Lauren Aquilina chronology
|  | Fools (2012) | Sinners (2013) |

= Fools (EP) =

Fools is the debut extended play by English singer-songwriter Lauren Aquilina, self-released on 22 October 2012. Without record label support, independent funding, radio support or any PR, the EP reached number 10 in the main UK iTunes album chart, peaking ahead of many releases from major labels during that week.
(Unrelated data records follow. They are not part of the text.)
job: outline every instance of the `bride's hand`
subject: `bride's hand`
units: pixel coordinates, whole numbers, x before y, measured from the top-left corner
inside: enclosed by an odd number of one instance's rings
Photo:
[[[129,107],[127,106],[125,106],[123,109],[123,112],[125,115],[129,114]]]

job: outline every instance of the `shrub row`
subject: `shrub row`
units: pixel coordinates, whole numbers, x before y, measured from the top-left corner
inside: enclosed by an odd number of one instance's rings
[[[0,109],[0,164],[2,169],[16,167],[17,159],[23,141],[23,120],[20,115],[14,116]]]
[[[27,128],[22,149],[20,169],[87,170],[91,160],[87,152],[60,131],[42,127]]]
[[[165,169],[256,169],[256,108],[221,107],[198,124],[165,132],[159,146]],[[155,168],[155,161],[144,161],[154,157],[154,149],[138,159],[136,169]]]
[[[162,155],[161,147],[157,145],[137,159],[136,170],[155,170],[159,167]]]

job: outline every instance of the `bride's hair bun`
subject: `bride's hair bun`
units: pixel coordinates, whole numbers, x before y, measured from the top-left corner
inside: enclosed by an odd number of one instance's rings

The title track "Fools" also reached number 72 in the official UK singles chart, making her the only English artist to achieve an official chart placement in 2012.

==Reception==
Fools received critical acclaim upon its release in 2012, Aquilina's loyal fanbase guided her to becoming the biggest selling independent artist in the UK in 2012 with this single release. The title track "Fools" was chosen for BBC Radio 1's 'BBC Introducing Playlist', where the song was played on daytime radio throughout January 2013. During this time, the EP received positive responses from Greg James, Jen Long and Huw Stephens.

==Track listing==

| No. | Title | Length |
|---|---|---|
| 1. | "Fools" | 3:33 |
| 2. | "Lilo" | 3:41 |
| 3. | "King" | 3:58 |
| 4. | "Wonder" | 3:58 |

==Tour==
In February 2013, Aquilina performed her first ever set of headline shows to support the EP's release. The 4-date tour sold-out completely within 2 days of sale.